Была полночь. Значит, в Ницце сейчас десять вечера. Хотя нет. Не может быть полночь. Она приехала сюда в начале десятого, прошло минут сорок, не больше.
Дмитриев встал и продолжил суетиться, искать визитку журналистки, заглянул даже в банки с сахаром и крупой. Иногда замирал, растерянно смотрел на Машу, виновато разводил руками и шептал:
— Куда я мог ее деть, не понимаю!
«Он пьян от водки, я от усталости, — подумала Маша, — часы, кажется, стоят, причем не только мои. Настенные тоже показывают полночь. Этого не может быть. Ну хорошо. А кольцо на пальце Василисы может быть раскаленным, как утюг? Папа, пожалуйста, возьми трубку!»
Она слушала протяжные гудки и, не отрываясь, смотрела на часы. Стрелки не двигались. Даже секундная застыла. Гудков прозвучало много, не менее десяти, прежде чем раздался наконец голос отца.

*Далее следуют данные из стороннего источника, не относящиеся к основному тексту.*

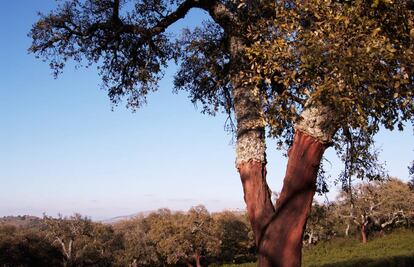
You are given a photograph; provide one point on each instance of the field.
(395, 249)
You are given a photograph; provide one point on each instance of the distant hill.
(21, 221)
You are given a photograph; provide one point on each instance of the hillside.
(392, 250)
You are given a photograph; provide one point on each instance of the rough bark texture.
(317, 122)
(197, 258)
(363, 233)
(281, 243)
(256, 195)
(248, 108)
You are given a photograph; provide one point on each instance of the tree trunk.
(281, 243)
(197, 258)
(364, 233)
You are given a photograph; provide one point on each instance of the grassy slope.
(396, 249)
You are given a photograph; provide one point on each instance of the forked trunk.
(364, 233)
(256, 195)
(197, 258)
(281, 243)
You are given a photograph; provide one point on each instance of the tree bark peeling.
(318, 122)
(281, 243)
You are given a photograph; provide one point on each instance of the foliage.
(352, 56)
(26, 247)
(394, 249)
(82, 242)
(411, 171)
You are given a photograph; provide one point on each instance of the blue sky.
(63, 149)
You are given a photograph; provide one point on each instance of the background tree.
(82, 242)
(343, 69)
(139, 248)
(411, 172)
(236, 243)
(381, 205)
(27, 247)
(305, 69)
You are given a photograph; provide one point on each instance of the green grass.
(395, 249)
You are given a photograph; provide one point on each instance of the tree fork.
(281, 243)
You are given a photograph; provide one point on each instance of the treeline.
(197, 237)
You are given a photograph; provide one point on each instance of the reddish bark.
(364, 233)
(257, 197)
(197, 258)
(281, 243)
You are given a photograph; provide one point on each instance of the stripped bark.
(282, 242)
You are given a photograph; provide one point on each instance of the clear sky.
(63, 149)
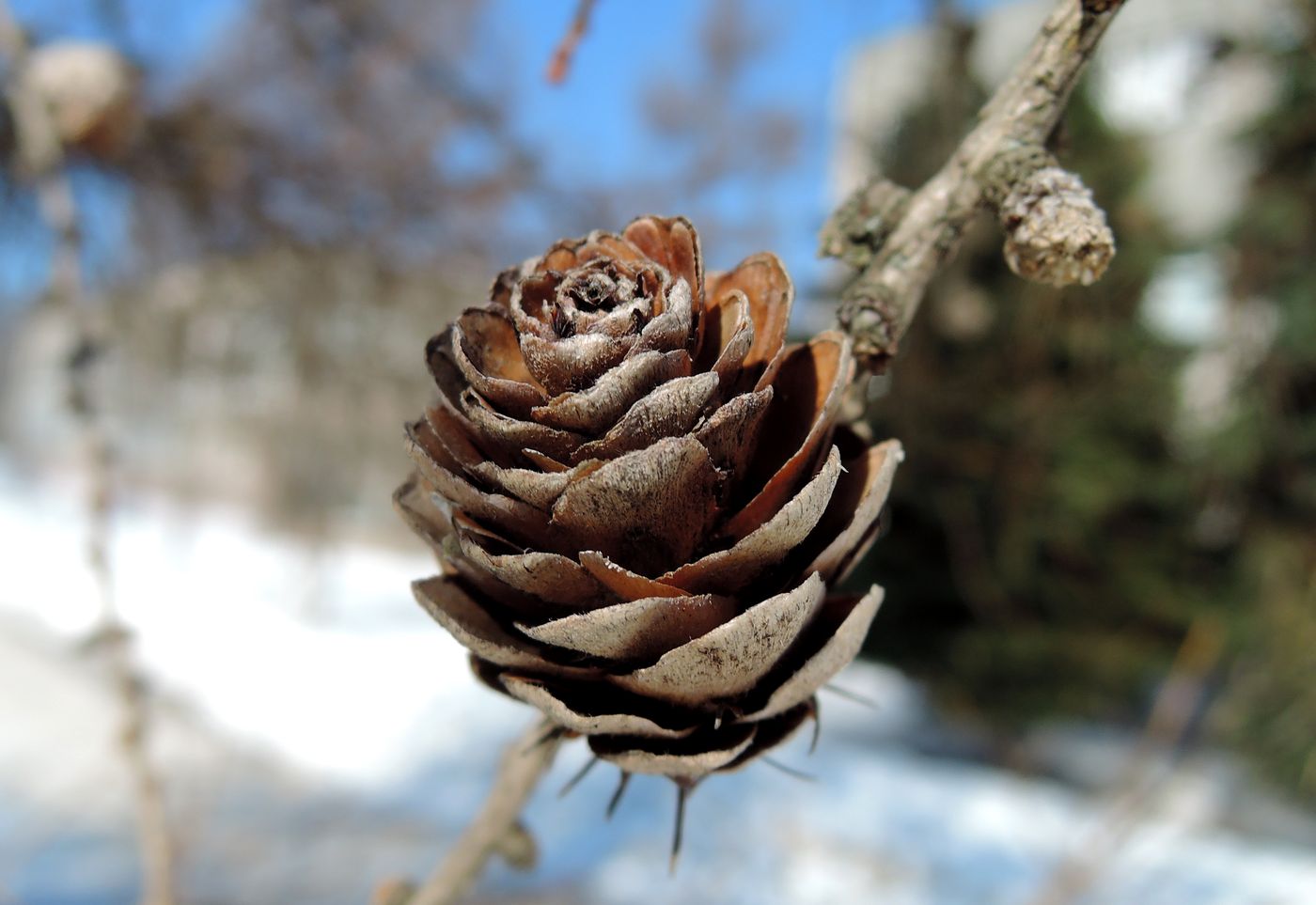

Маша перевела дух и выпалила быстро, на одном дыхании:
— Папа, насколько достоверна информация, что Приз мог носить перстень из белого металла, с печаткой, на которой профиль Генриха Птицелова? От кого ты ее получил? Он удивленно кашлянул и ответил:
— От Рейча. Приз якобы купил у него перстень, принадлежавший Отто Штраусу. Ты все-таки видела его?
— Да. Но не у Приза.
— У кого?
— У девочки, которая попала в зону лесного пожара и пока не может говорить. Возможно, она единственная свидетельница убийства. Возможно, она нашла этот перстень на месте преступления. Там шесть трупов. Сейчас он у нее на руке. Папа, он горячий, как утюг. К нему нельзя прикоснуться. Девочка молчит. Но зачем-то достала с полки книгу, «История гестапо», и открыла ее на фотографии Отто Штрауса.